Długość samochodu to nieco ponad 3,5 metra. Wyposażony jest w trójfazowy synchroniczny PMSM produkcji Sosnowca o mocy 45 KM. (maksymalny moment obrotowy 120 Nm). Baterie są ukryte pod podłogą. Przy masie 1055 kg samochód musi rozpędzić się maksymalnie do 135 km/h. Na jednym ładowaniu przejedzie około 100 km i według Hayeka będzie kosztować mniej niż 100 dolara. zł". Dla porównania, za nową benzynę 50 producent chce wyraźnie mniej niż XNUMX XNUMX. zł.

Ładowanie FSE 01 ze standardowego gniazdka garażowego trwa około sześciu godzin, natomiast przy użyciu instalacji elektrycznej 400 V zajmuje tylko trzy godziny. Według przedstawicieli FSE są w stanie wyprodukować nawet tysiąc pojazdów elektrycznych rocznie.

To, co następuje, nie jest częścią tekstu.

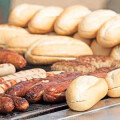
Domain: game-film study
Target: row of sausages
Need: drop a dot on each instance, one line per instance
(50, 89)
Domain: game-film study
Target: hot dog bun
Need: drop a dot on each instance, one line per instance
(50, 49)
(22, 14)
(99, 50)
(85, 91)
(90, 24)
(68, 20)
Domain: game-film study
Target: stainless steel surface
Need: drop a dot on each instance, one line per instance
(107, 109)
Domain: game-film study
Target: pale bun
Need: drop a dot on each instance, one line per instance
(113, 81)
(21, 15)
(7, 31)
(67, 22)
(44, 20)
(116, 52)
(90, 24)
(109, 34)
(20, 43)
(87, 41)
(50, 49)
(99, 50)
(85, 91)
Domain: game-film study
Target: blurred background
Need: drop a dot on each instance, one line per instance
(7, 5)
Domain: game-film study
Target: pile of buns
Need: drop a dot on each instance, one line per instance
(85, 91)
(49, 34)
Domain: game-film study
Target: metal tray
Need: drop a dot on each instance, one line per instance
(35, 109)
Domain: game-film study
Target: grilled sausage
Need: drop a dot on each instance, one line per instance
(6, 104)
(25, 75)
(56, 93)
(21, 88)
(36, 92)
(20, 104)
(6, 69)
(11, 80)
(14, 58)
(102, 72)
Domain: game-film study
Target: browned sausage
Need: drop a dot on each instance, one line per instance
(6, 104)
(56, 93)
(102, 72)
(14, 58)
(20, 104)
(36, 92)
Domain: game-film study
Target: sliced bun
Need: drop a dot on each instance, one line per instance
(99, 50)
(50, 49)
(113, 81)
(87, 41)
(21, 15)
(116, 52)
(85, 91)
(43, 21)
(67, 22)
(21, 43)
(109, 34)
(7, 31)
(89, 26)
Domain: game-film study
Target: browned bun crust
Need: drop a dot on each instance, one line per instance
(97, 60)
(73, 66)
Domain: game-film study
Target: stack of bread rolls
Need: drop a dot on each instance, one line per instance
(64, 33)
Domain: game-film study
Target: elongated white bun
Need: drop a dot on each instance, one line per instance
(113, 81)
(87, 41)
(68, 20)
(90, 24)
(43, 21)
(85, 91)
(20, 43)
(7, 31)
(109, 34)
(115, 53)
(22, 14)
(50, 49)
(99, 50)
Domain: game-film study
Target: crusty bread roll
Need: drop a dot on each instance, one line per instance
(43, 21)
(85, 91)
(21, 43)
(113, 81)
(99, 50)
(67, 22)
(116, 52)
(50, 49)
(89, 26)
(7, 69)
(87, 41)
(7, 31)
(109, 33)
(21, 15)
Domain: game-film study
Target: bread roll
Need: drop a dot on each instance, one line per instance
(85, 91)
(99, 50)
(43, 21)
(21, 43)
(87, 41)
(113, 81)
(21, 15)
(67, 22)
(89, 26)
(50, 49)
(116, 52)
(109, 34)
(7, 31)
(7, 69)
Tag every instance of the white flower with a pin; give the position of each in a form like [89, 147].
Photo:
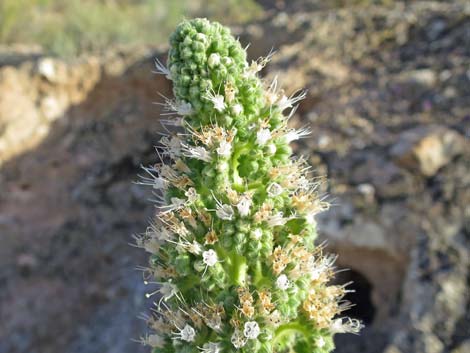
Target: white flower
[167, 290]
[320, 342]
[251, 330]
[211, 347]
[294, 134]
[177, 202]
[271, 149]
[225, 212]
[349, 326]
[237, 109]
[217, 100]
[244, 205]
[256, 234]
[162, 70]
[209, 257]
[238, 340]
[317, 268]
[197, 152]
[288, 102]
[152, 246]
[186, 334]
[155, 341]
[194, 247]
[274, 190]
[282, 282]
[213, 60]
[274, 318]
[157, 182]
[277, 219]
[224, 149]
[184, 108]
[263, 136]
[191, 194]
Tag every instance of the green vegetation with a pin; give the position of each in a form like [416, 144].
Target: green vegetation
[70, 27]
[234, 267]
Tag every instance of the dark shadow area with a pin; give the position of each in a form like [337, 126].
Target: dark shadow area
[69, 208]
[363, 308]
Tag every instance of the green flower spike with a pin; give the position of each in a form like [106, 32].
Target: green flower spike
[233, 263]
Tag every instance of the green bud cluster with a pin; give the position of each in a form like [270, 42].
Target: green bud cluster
[233, 261]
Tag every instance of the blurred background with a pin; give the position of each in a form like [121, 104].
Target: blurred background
[389, 105]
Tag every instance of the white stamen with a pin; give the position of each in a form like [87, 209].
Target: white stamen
[294, 134]
[237, 109]
[214, 60]
[320, 342]
[349, 326]
[251, 330]
[274, 190]
[191, 194]
[277, 219]
[209, 257]
[162, 69]
[224, 149]
[156, 341]
[225, 212]
[237, 339]
[282, 282]
[288, 102]
[197, 152]
[186, 334]
[263, 136]
[211, 347]
[217, 100]
[244, 205]
[256, 234]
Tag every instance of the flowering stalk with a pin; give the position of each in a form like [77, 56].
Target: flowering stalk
[233, 262]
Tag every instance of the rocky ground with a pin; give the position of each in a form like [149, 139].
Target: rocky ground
[388, 103]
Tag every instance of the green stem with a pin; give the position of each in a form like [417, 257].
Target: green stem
[239, 269]
[294, 327]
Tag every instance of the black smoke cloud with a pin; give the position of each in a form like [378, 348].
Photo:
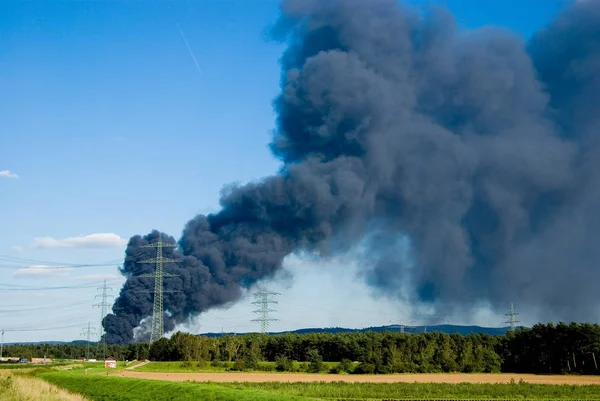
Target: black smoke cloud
[478, 147]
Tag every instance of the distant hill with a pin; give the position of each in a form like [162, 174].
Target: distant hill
[442, 328]
[75, 342]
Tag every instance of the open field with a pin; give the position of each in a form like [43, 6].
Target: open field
[28, 388]
[229, 377]
[102, 387]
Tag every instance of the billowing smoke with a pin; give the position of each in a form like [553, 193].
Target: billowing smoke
[479, 148]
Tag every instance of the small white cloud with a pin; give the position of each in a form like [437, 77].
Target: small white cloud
[8, 174]
[92, 241]
[43, 271]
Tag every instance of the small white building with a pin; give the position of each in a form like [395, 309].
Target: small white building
[110, 363]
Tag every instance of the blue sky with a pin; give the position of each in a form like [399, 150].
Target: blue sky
[107, 127]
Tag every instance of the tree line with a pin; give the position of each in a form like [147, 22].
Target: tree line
[543, 348]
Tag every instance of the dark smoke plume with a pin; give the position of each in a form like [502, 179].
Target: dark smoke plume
[480, 148]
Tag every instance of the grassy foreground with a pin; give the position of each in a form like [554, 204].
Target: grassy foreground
[102, 387]
[28, 388]
[109, 388]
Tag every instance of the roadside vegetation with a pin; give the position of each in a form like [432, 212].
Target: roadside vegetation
[26, 387]
[101, 387]
[542, 349]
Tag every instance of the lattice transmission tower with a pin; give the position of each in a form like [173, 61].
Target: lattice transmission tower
[158, 326]
[263, 300]
[88, 332]
[103, 305]
[512, 317]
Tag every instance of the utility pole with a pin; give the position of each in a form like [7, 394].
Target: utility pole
[88, 332]
[103, 305]
[263, 301]
[512, 317]
[158, 326]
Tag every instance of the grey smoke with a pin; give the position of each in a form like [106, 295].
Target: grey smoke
[478, 147]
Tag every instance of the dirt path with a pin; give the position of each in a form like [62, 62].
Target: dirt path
[137, 365]
[406, 378]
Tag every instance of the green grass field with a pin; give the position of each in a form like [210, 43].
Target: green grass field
[107, 388]
[98, 386]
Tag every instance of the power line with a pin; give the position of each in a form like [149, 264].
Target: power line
[103, 305]
[512, 317]
[263, 301]
[88, 332]
[158, 327]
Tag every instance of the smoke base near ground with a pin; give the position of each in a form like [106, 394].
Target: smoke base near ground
[393, 126]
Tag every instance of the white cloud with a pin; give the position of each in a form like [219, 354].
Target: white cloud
[43, 271]
[92, 241]
[8, 174]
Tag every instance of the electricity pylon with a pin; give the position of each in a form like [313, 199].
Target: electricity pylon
[512, 317]
[88, 332]
[158, 326]
[263, 301]
[103, 305]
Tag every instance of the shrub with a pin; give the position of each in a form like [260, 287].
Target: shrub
[265, 367]
[315, 362]
[283, 364]
[303, 367]
[365, 369]
[346, 365]
[238, 365]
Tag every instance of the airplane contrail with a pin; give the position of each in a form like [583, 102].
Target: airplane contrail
[189, 48]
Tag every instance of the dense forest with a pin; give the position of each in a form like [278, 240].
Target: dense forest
[550, 348]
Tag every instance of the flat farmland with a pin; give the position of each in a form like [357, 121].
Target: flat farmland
[451, 378]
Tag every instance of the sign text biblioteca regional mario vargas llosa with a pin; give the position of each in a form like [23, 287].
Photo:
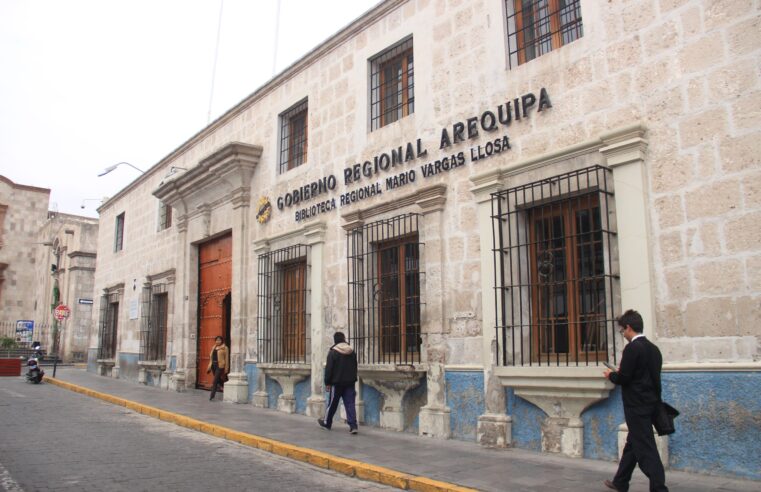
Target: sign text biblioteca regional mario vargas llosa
[489, 121]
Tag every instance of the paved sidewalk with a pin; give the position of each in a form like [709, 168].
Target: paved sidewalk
[462, 463]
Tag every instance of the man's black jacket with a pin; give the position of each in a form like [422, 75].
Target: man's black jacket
[639, 374]
[341, 368]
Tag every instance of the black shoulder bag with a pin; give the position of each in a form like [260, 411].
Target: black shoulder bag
[664, 415]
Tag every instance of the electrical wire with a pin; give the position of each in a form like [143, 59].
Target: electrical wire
[216, 53]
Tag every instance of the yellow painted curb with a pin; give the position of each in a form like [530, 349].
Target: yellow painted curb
[352, 468]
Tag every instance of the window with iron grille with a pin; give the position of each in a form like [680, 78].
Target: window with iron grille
[153, 323]
[283, 296]
[109, 317]
[384, 290]
[536, 27]
[165, 216]
[392, 85]
[119, 236]
[556, 270]
[293, 136]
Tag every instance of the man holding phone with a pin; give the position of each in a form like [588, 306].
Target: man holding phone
[640, 379]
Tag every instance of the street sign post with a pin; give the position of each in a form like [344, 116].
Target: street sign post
[61, 312]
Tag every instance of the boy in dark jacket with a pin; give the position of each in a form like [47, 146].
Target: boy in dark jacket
[340, 376]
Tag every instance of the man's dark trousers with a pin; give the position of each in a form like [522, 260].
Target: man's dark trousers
[640, 447]
[348, 394]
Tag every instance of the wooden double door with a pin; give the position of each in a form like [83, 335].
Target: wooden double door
[214, 307]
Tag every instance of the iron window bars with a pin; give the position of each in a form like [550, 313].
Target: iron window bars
[384, 290]
[294, 136]
[556, 270]
[392, 85]
[165, 216]
[119, 235]
[283, 297]
[536, 27]
[153, 323]
[109, 317]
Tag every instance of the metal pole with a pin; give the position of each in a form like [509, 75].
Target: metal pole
[56, 332]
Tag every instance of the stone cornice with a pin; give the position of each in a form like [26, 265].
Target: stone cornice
[360, 24]
[167, 274]
[619, 146]
[313, 232]
[83, 254]
[224, 176]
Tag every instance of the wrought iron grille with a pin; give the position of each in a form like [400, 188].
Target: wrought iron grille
[556, 270]
[153, 322]
[392, 85]
[294, 136]
[109, 317]
[384, 304]
[165, 216]
[283, 319]
[536, 27]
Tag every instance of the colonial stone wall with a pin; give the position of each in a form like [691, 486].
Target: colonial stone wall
[70, 243]
[23, 210]
[674, 83]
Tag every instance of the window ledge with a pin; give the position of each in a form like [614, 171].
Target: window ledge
[152, 364]
[283, 367]
[563, 392]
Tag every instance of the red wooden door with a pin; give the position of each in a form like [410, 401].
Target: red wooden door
[215, 281]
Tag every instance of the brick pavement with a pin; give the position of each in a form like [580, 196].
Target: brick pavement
[456, 462]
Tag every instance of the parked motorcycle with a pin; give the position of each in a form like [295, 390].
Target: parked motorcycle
[34, 372]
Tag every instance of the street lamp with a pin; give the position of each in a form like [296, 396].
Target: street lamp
[111, 168]
[101, 200]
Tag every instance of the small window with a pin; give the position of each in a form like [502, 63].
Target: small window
[392, 83]
[165, 216]
[384, 290]
[119, 237]
[283, 320]
[294, 137]
[153, 324]
[536, 27]
[556, 281]
[108, 321]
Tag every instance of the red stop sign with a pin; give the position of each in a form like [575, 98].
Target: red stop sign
[61, 312]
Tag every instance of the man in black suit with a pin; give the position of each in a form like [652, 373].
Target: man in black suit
[640, 378]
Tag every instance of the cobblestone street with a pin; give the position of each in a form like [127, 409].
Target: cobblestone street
[52, 439]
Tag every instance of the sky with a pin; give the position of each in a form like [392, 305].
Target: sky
[86, 84]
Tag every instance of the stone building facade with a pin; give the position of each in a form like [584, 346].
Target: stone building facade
[66, 275]
[23, 210]
[473, 191]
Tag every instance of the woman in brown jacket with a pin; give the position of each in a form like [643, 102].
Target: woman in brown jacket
[219, 363]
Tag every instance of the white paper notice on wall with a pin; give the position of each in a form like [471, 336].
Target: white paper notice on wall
[133, 309]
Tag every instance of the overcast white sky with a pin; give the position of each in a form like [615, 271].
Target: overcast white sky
[89, 83]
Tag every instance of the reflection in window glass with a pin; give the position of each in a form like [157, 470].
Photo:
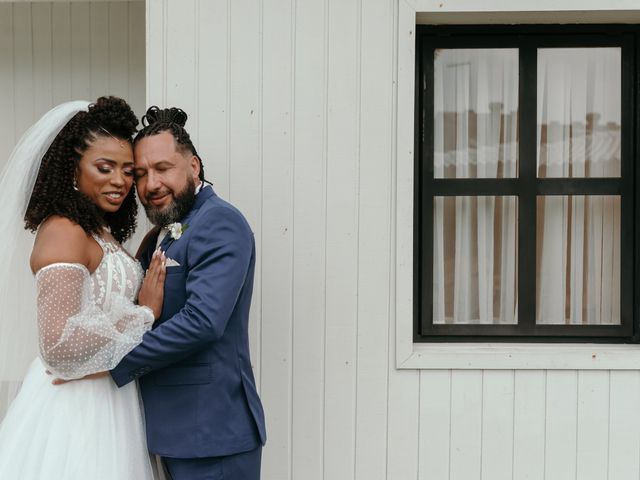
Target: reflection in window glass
[475, 113]
[578, 260]
[475, 260]
[579, 100]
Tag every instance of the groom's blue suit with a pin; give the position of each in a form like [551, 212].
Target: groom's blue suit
[195, 375]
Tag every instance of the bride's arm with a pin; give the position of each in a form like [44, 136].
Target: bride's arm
[77, 338]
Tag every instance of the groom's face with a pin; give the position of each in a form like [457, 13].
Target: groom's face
[165, 178]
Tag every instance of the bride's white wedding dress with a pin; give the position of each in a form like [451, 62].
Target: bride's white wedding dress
[86, 429]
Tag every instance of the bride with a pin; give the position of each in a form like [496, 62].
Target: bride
[70, 178]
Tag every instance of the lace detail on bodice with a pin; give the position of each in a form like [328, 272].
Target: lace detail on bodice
[118, 273]
[88, 322]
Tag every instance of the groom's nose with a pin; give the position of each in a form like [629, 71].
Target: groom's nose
[153, 181]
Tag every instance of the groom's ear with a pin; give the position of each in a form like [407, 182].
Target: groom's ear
[195, 167]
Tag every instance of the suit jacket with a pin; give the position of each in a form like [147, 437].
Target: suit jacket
[194, 370]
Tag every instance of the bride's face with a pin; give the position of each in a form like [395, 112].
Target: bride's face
[105, 172]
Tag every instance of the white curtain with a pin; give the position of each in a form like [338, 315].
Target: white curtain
[475, 136]
[578, 237]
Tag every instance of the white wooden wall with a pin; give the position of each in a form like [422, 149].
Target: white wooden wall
[292, 105]
[52, 52]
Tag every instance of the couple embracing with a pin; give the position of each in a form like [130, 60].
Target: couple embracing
[169, 326]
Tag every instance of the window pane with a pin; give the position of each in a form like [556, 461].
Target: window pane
[579, 100]
[475, 260]
[578, 260]
[476, 113]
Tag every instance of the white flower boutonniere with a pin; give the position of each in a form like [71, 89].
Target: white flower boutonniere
[176, 230]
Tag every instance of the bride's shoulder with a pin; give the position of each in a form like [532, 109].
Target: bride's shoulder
[59, 240]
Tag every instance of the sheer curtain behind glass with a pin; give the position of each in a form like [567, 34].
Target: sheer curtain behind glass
[475, 136]
[578, 237]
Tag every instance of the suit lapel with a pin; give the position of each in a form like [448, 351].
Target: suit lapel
[204, 194]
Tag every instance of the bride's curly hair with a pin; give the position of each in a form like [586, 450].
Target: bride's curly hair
[53, 192]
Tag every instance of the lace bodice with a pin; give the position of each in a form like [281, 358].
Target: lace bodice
[88, 322]
[118, 273]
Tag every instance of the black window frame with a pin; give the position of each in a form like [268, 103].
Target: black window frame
[527, 38]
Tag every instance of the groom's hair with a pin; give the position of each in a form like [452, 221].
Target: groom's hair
[158, 120]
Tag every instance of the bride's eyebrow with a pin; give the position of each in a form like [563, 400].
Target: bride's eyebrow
[112, 162]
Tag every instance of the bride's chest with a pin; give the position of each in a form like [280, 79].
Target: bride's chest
[117, 274]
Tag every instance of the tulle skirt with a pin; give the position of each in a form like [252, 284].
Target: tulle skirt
[88, 429]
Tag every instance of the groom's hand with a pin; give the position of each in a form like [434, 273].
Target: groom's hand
[59, 381]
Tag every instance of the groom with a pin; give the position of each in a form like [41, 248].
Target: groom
[203, 414]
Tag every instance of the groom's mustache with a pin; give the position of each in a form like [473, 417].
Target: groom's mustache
[153, 195]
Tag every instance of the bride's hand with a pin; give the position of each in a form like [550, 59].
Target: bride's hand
[152, 291]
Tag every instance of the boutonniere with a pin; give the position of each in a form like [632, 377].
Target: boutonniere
[176, 230]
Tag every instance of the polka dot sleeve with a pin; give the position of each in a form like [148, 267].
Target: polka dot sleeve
[77, 337]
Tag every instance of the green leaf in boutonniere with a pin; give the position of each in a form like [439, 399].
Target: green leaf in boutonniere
[176, 230]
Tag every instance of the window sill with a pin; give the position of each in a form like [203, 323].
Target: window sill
[554, 356]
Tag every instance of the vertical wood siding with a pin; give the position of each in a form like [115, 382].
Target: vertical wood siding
[52, 52]
[292, 104]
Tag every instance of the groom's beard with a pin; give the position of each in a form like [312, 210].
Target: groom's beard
[181, 205]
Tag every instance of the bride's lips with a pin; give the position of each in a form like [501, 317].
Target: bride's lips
[114, 198]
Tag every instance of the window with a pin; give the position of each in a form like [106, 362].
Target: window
[525, 184]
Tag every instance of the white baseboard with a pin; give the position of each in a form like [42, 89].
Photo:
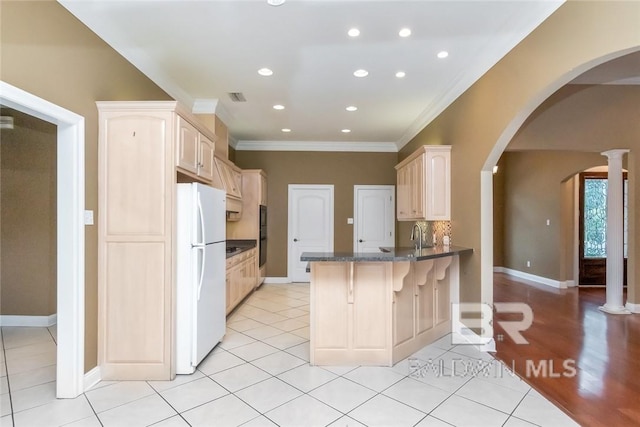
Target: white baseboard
[92, 378]
[278, 280]
[634, 308]
[538, 279]
[30, 321]
[472, 338]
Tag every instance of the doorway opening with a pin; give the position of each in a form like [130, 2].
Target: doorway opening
[374, 217]
[310, 226]
[592, 239]
[70, 232]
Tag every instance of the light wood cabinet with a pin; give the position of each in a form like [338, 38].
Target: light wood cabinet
[231, 177]
[241, 277]
[254, 194]
[195, 152]
[424, 185]
[421, 304]
[351, 313]
[379, 313]
[141, 145]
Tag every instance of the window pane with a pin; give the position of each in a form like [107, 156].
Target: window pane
[595, 218]
[626, 223]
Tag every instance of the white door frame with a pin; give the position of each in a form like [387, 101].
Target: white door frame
[293, 187]
[70, 231]
[355, 209]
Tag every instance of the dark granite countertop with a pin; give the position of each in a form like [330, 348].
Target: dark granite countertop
[387, 254]
[235, 247]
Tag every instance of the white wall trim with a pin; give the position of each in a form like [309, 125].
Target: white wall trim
[634, 308]
[278, 280]
[359, 147]
[30, 321]
[92, 378]
[538, 279]
[70, 231]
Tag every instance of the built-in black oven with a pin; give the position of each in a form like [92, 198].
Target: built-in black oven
[262, 244]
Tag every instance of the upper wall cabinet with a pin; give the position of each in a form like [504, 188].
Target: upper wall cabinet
[195, 152]
[424, 184]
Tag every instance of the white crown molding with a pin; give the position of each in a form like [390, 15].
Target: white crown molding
[233, 142]
[276, 280]
[30, 321]
[360, 147]
[204, 106]
[484, 61]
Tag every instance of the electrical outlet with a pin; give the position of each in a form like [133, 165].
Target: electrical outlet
[88, 217]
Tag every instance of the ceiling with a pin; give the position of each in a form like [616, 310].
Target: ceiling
[200, 51]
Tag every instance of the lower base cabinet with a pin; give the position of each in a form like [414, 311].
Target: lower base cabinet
[242, 277]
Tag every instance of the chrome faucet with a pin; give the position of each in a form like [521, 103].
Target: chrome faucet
[420, 232]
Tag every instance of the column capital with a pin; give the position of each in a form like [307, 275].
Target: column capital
[616, 153]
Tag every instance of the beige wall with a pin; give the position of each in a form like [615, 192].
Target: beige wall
[535, 190]
[586, 118]
[343, 170]
[49, 53]
[28, 217]
[487, 115]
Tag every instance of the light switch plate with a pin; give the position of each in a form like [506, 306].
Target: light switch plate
[88, 217]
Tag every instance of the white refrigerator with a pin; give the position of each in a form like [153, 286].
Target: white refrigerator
[200, 293]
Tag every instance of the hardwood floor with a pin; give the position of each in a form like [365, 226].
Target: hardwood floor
[567, 326]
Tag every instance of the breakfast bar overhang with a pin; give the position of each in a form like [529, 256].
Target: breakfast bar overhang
[375, 309]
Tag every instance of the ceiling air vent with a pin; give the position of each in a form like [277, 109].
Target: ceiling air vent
[237, 97]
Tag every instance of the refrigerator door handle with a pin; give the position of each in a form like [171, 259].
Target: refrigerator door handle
[201, 219]
[202, 249]
[201, 246]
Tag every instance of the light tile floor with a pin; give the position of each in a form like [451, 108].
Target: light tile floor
[260, 376]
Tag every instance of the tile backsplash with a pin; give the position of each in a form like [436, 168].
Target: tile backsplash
[439, 228]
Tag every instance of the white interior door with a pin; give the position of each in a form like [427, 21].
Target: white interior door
[310, 225]
[374, 217]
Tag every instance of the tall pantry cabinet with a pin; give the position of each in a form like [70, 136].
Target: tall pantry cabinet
[141, 145]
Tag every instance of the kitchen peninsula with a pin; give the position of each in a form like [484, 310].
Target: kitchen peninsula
[378, 308]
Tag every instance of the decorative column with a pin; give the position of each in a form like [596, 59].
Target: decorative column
[615, 234]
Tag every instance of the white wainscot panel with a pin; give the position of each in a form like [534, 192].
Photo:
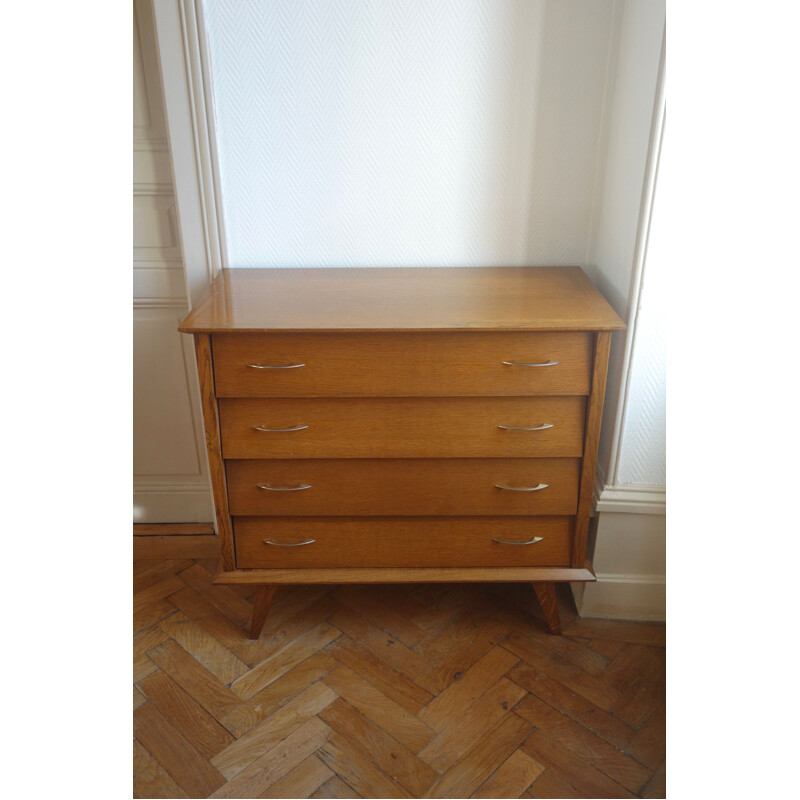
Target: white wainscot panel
[155, 235]
[165, 422]
[151, 169]
[158, 282]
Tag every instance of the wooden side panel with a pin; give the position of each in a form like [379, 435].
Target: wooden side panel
[401, 541]
[205, 370]
[594, 417]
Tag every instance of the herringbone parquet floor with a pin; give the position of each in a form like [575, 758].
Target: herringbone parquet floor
[387, 691]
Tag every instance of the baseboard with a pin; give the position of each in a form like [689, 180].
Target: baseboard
[631, 499]
[630, 597]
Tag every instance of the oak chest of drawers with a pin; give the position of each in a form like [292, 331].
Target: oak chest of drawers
[401, 425]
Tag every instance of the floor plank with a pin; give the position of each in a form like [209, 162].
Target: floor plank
[387, 691]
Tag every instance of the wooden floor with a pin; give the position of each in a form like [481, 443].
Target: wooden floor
[387, 691]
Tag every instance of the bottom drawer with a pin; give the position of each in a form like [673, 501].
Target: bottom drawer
[401, 541]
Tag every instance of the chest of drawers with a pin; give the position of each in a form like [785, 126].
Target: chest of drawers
[401, 425]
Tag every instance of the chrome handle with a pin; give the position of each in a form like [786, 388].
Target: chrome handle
[289, 544]
[523, 364]
[508, 541]
[275, 366]
[278, 430]
[283, 488]
[519, 428]
[522, 488]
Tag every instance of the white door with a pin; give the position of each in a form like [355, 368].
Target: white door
[169, 462]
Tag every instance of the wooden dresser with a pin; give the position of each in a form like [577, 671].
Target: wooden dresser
[401, 425]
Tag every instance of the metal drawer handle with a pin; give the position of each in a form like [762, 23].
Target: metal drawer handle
[522, 364]
[508, 541]
[278, 430]
[289, 544]
[271, 488]
[519, 428]
[275, 366]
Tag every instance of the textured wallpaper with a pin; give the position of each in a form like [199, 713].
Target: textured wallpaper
[643, 454]
[408, 132]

Bemotion i Motoryzacyjny Instytut Badawczy BOSMAL wystąpiły do ​​Narodowego Centrum Badań i Rozwoju o dofinansowanie prawie 4,5 mln zł na wspólny projekt pt. „Opracowanie elektrycznego samochodu dostawczego z inteligentną energią”. System sterowania". Oznacza to, że w Bielsku-Białej trwają prace nad opracowaniem dwóch różnych pojazdów napędzanych energią elektryczną – dostawczego dla firm i samochodu dla Kowalskiego.

Do tej pory Fabryka Samochodów Elektrycznych zainwestowała w projekt nawet 1 mln euro. Rozważano udział w konkursie ElectroMobility Poland, ale wymagania konkursu, ogłoszone przez EMP, mówią, że pojazd musi przejechać co najmniej 150 km - w tym przypadku prawie 50 km.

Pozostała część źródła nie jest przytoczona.